These panic button apps will connect the caller directly to 911 and simultaneously notify on-site staff members that the call had been made. The feature also would allow emergency personnel to access a floor plan of the school remotely and allow an alert to be sent to other wireless phones. Only authorized users will have access.

Rave Mobile Safety, the company behind the Rave Panic Button app, says help can be summoned quickly with just the push of a button.

The state is leaving a lot of the decision making to individual school districts.

"It will be a local decision as to which buildings and personnel will be given the app, so at this point, it is too early in the process to determine how many each school district will receive," said Kim Friedman, a spokesman for the state Department of Education. "We're still in the implementation phase. The plan is for districts to receive the app in September," she said.

Act 950, or the 2015 School Safety Act, requires the "panic button alert system" to be in place by Sept. 1, if funding is available.

The implementation of the systems is being funded by the state Department of Education, the department said in a recent memorandum. The department is using funds from the unobligated Public School Fund balance, said state budget administrator Duncan Baird. That balance totaled $58 million on June 30, he said.

The Emergency Management Department last month signed an amendment to its existing contract with Rave Mobile Safety to pay an $850,000 annual license fee for up to 40,000 registered panic button users and a $100,000 panic button setup and configuration fee in the fiscal year that started July 1, the department's records show.

"There could be other panic button systems out there, but we did not do [an] RFP [request for proposal] on this because the 2015 School Safety Act (Act 950 of 2015) says that the panic button system will integrate into the existing statewide Smart911 system," Emergency Management Department spokesman Krista Guthrie said in an email.

"Smart911 is a product of Rave. We have a 5-year contract with Rave for Smart911, so we were able to amend the contract to add these additional services," she said Friday.

The school safety measure sailed through the state House in a 91-to-0 vote and the state Senate, 34-0.

The measure's House sponsor, Rep. Scott Baltz, D-Pocahontas, did not respond to several requests for comment left on his phone this week.

The Emergency Management Department is in the third year of a five-year contract with Rave Mobile Safety for Smart911 and Smart Prepare as part of 911 Rural Enhancement for which it pays the company $825,000 a year in license fees, said Guthrie.

"Arkansas chose us because we already have Smart911. It saved Arkansas money because we can go on that," said Ted Mullenix, a former Republican state House member who represents the firm.

Miller said schools in states such as Delaware, Massachusetts, Michigan and Washington already use the panic button app.

Smart911 connects cellphones to 911 operators, Guthrie said. Users create profiles at smart911.com for free and they are linked to one or more cellphones; one profile per family is recommended.

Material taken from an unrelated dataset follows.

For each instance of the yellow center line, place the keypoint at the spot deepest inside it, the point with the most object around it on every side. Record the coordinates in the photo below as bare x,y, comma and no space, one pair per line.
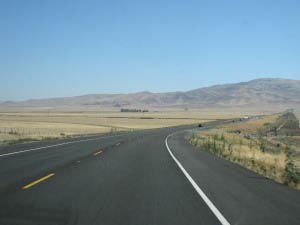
97,153
38,181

Whenever 911 is called from that phone, the family's data will pop up so the 911 dispatcher can see it, she said. The information stored on those profiles is information a dispatcher would ask for in the event of an emergency, so basically users are answering these questions ahead of time, when they are calm, instead of when they are dealing with an emergency and might panic, she said.

According to the Education Department, Act 950 also requires public schools to:

• Designate an administrator or designee or designees to create an online facility profile for each campus and the district central office. The facility profile will include annotated floor plans of each building, campus layouts and a campus contacts spreadsheet. The documents should be uploaded to Rave Mobile Safety by Sept. 1.

• Ensure district faculty and staff members are trained to use the panic button system. Rave Mobile Safety will conduct a training session Friday.

• Update annotated floor plans, campus layouts and campus spreadsheets each year.